Noah Shachtman
Wired
In May, the federal government simulated an earthquake so massive, it killed 100,000 Midwesterners instantly, and forced more than 7 million people out of their homes. At the time, National Level Exercise 11 went largely unnoticed; the scenario seemed too far-fetched — states like Illinois and Missouri are in the middle of a tectonic plate, not at the edge of one. A major quake happens there once every several generations.
But Tuesday’s earthquake along the East Coast is a reminder that disasters can hit where they’re least expected.

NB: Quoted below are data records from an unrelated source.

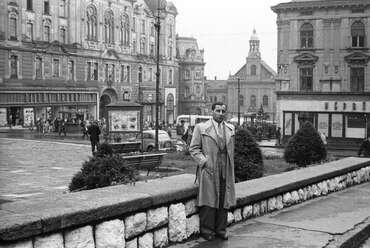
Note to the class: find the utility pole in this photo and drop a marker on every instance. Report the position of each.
(157, 26)
(238, 101)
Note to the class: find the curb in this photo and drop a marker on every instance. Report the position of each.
(353, 238)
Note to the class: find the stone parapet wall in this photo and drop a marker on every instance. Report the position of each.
(154, 213)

And if the nightmare scenario comes, government officials worry that state and federal authorities won’t be able to handle the “cascading failures” that follow.

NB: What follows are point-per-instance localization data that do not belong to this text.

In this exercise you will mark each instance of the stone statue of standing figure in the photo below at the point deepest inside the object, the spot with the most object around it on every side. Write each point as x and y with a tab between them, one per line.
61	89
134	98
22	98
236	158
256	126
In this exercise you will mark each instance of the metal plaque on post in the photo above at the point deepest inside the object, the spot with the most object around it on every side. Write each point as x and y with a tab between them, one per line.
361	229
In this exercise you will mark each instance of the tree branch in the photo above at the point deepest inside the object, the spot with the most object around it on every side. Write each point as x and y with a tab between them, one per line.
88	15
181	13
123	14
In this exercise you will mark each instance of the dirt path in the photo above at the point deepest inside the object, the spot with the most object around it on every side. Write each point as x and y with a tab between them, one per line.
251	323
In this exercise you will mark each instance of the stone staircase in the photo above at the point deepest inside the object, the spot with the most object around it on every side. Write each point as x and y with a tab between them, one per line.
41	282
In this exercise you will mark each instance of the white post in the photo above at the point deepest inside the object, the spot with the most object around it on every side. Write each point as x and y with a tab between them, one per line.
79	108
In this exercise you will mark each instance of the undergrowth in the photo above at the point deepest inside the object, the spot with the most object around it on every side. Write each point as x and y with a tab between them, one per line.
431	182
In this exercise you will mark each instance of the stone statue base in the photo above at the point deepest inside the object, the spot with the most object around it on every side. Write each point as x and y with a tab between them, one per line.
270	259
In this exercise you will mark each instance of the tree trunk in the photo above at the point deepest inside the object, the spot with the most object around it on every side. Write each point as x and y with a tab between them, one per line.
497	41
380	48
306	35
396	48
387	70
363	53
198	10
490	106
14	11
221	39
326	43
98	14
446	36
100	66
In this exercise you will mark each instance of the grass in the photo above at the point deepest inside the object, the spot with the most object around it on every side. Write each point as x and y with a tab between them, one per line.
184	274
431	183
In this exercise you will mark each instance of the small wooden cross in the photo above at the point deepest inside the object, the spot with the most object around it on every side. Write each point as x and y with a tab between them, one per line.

The results of May’s disaster exercise won’t be released to the public. But privately, these government officials say they’re glad that this earthquake was just a drill — and not the big one. Especially because there are so many nuclear power plants in the fault zone.
“A couple of things keep me up at night,” Paul Stockton, the Defense Department’s senior homeland security official, told the Aspen Security Forum last month. A quake, like the one simulated in National Level Exercise 11, is chief among the sleep-takers. “It’s so much bigger than anything we’ve faced — way beyond Hurricane Katrina.”
National Level Exercise 11, or NLE 11, was, in essence, a replay of a disaster that happened 200 years earlier. On Dec. 16, 1811, a magnitude 7.7 earthquake hit the New Madrid fault line, which lies on the border region of Illinois, Indiana, Missouri, Arkansas, Kentucky, Tennessee and Mississippi. It’s by far the largest earthquake ever to strike the United States east of the Rockies. Up to 129,000 square kilometers [50,000 square miles] were hit with “raised or sunken lands, fissures, sinks, sand blows, and large landslides,” according to the U.S. Geological Service. “Huge waves on the Mississippi River overwhelmed many boats and washed others high onto the shore. High banks caved and collapsed into the river; sand bars and points of islands gave way; whole islands disappeared.” People as far away as New York City were awakened by the shaking.